Events — timestamped annotations within a span (think: log.info() attached to the span timeline).

OpenTelemetry — The Standard

OpenTelemetry (OTel) is the open-source, vendor-neutral standard for emitting telemetry. It replaces older standards like OpenTracing and OpenCensus. Backed by the CNCF; supported by every major observability vendor.

Three components:

SDKs — language-specific libraries that you import in your code. Auto-instrumentation packages exist for most frameworks (HTTP clients, DB drivers, message queues) so you get traces without writing code.
OTel Collector — a standalone agent that receives telemetry from your apps, processes it (sampling, batching, attribute filtering), and exports it to one or more backends.
Protocol (OTLP) — the wire format for sending telemetry. gRPC or HTTP.

The benefit of OTel over vendor-specific SDKs: you can switch from Datadog to Honeycomb to self-hosted Tempo by changing one Collector config — your application code doesn't change.

Sampling — The Cost Lever

Sampling decides which traces to keep. The two main strategies:

Head-based sampling — decide at the start of the trace (in the first service) whether to record it. Simple but you might drop a slow or errored trace you would have wanted to see.
Tail-based sampling — buffer all spans, then decide at the end whether to keep the trace. Lets you keep 100% of errors and slow requests while dropping 99% of fast successful ones. Requires more memory in the Collector.

Rough sampling targets by traffic:

Traffic	Recommended sampling
< 100 RPS	100% (don't sample)
100-1,000 RPS	10-25% head-based, OR 100% with tail-based
1,000-10,000 RPS	1-5% head-based, OR tail-based keeping errors + slow
> 10,000 RPS	0.1-1% head-based, OR aggressive tail sampling

A trace sampling calculator is coming soon to help size this against your tracing backend's cost.

When to Reach for Tracing (vs Metrics or Logs)

"Is the service healthy?" → metrics.
"Why did this specific request fail?" → logs (or a single trace).
"Where is time being spent across our microservices?" → traces.
"Which downstream service is slow today?" → traces (or service-level latency metrics if you have them).
"Did the new release add latency?" → traces + metrics (compare p99 before/after).

Metrics & Observability — the first observability signal you should add
Log Management — the third leg, with cost implications
AWS Pricing — running an OTel Collector and trace backend isn't free
Uptime Monitoring — outside-in availability

Distributed Tracing FAQ

What is distributed tracing?

Distributed tracing records the path of a single request as it traverses multiple services. Each step (a span) records timing and metadata; the full set of spans for one request is a trace. The output answers "where did time go on this request?" — the question metrics and logs can't answer cleanly in a microservice architecture.

What is OpenTelemetry?

OpenTelemetry (OTel) is the open-source standard for emitting traces, metrics, and logs — backed by CNCF. It's a set of SDKs (one per language) plus the OTel Collector, a vendor-neutral agent that receives, processes, and exports telemetry to your backend (Jaeger, Tempo, Datadog, Honeycomb, etc.). Use OTel so you can swap backends without rewriting instrumentation.

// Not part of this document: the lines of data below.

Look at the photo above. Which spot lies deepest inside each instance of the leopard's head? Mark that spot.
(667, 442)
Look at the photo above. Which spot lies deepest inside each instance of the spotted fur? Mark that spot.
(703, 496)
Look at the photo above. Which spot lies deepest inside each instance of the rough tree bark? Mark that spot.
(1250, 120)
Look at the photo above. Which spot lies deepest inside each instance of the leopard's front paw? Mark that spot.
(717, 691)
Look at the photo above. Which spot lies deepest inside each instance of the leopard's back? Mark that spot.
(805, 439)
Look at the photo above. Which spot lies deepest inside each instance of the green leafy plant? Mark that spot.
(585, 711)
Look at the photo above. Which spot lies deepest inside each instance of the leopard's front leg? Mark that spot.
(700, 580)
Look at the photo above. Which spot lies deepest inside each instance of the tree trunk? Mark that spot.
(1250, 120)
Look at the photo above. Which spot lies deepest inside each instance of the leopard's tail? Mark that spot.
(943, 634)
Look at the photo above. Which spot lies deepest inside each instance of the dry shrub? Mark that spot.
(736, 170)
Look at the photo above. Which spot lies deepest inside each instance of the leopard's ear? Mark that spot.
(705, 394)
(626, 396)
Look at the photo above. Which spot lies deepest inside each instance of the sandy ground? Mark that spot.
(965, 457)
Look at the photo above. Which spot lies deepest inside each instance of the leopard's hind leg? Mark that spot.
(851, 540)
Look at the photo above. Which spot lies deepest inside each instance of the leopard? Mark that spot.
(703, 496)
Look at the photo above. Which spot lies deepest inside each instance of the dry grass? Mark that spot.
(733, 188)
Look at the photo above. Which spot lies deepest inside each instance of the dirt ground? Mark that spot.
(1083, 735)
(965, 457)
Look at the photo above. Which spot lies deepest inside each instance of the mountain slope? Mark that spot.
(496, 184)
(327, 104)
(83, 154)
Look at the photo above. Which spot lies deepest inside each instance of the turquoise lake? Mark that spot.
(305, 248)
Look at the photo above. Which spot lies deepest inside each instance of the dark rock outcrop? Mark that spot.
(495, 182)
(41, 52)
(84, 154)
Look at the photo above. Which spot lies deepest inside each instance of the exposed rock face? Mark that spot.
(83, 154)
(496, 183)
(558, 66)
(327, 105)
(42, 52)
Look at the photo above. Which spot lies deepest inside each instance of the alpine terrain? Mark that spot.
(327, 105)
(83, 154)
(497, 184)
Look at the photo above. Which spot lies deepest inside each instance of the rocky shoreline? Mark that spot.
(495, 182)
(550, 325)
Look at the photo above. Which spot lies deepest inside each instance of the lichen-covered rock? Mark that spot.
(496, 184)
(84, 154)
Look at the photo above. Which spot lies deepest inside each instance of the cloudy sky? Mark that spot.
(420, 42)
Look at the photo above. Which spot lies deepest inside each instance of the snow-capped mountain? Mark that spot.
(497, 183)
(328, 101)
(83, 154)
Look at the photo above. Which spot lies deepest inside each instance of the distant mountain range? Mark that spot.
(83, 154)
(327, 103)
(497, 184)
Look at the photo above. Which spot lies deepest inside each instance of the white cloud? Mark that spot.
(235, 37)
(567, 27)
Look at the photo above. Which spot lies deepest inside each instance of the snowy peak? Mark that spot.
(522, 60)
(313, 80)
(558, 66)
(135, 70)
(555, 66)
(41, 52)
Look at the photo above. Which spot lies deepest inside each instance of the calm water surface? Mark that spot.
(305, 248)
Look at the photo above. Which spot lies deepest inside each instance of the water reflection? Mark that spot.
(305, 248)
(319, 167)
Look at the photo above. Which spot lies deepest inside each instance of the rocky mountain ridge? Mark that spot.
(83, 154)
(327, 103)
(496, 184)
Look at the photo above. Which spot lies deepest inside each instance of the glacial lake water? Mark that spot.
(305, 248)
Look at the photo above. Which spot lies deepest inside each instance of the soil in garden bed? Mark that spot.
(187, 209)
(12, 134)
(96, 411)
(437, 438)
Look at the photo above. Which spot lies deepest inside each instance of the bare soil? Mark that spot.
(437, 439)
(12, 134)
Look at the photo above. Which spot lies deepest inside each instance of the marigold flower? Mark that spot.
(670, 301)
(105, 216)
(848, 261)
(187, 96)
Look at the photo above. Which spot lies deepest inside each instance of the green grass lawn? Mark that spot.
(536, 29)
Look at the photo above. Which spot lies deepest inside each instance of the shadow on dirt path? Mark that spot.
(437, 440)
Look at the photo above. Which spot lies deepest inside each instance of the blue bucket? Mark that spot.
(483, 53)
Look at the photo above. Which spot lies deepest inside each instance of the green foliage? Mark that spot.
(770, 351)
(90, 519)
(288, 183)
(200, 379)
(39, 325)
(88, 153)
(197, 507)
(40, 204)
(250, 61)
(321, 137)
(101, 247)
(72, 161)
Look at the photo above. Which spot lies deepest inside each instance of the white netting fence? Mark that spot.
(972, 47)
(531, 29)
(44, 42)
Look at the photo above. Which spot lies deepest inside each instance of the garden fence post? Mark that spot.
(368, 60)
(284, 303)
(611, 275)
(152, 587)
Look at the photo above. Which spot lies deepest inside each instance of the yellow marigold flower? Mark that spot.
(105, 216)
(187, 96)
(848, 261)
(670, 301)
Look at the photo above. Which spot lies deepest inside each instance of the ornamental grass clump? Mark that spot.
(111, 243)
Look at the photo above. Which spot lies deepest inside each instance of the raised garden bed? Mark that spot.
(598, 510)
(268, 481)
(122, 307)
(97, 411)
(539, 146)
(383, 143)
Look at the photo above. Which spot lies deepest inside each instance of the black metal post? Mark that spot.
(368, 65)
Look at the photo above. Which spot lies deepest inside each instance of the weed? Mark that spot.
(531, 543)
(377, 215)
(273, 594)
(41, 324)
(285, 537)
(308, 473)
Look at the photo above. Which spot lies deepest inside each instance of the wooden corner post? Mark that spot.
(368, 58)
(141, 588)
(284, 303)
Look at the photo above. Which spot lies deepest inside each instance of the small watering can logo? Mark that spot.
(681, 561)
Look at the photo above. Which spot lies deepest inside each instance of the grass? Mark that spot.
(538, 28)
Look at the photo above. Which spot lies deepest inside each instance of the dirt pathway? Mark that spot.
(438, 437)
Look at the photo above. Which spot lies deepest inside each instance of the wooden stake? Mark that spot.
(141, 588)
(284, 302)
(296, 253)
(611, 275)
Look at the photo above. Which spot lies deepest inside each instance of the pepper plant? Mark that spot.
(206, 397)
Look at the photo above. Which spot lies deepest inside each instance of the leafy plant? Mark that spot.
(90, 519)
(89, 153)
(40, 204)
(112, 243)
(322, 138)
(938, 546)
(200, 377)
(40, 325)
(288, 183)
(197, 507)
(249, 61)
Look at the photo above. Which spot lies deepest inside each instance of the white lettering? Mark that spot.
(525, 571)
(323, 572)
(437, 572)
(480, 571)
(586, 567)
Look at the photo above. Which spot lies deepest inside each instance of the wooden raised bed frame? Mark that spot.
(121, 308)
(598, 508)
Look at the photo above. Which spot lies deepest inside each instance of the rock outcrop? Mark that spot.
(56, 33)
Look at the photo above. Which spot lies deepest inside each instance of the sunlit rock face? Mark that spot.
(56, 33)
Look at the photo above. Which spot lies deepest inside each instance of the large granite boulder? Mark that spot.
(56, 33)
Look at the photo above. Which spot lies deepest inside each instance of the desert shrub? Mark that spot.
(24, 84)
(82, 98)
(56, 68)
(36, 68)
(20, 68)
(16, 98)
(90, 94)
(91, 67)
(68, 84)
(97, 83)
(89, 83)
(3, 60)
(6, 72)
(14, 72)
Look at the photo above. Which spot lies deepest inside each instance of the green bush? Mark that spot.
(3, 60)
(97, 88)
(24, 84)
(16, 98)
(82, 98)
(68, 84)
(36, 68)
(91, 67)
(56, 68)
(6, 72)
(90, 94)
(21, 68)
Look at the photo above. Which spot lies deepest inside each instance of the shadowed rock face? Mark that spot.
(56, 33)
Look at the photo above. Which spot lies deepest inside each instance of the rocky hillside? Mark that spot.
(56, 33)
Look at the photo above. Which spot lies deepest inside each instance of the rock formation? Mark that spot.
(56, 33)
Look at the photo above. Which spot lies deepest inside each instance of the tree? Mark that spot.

What sampling rate should I use?

For development: 100%. For low-traffic production (< 100 RPS): 100%. For mid traffic (100-1,000 RPS): 10-25%. For high traffic (> 1,000 RPS): 1-5% head-based sampling, or use tail-based sampling to keep 100% of error traces and slow traces while dropping fast successful ones. The exact rate depends on your tracing backend's cost per span.

Tracing vs APM — what is the difference?

APM (Application Performance Monitoring) is a product category that bundles tracing + metrics + error tracking + sometimes profiling. Distributed tracing is the underlying technique. New Relic, Datadog, AppDynamics are APM products that include tracing. Honeycomb, Tempo, Jaeger are tracing-first tools.

How much does distributed tracing cost?

Vendor tracing typically costs $0.50-$2.50 per million spans ingested. At 100 RPS with 10 spans per request, 100% sampling, that's 86M spans/day = $43-215/day. Sampling at 5% cuts that 20x. Self-hosted Tempo or Jaeger on S3 storage can be 10x cheaper at scale.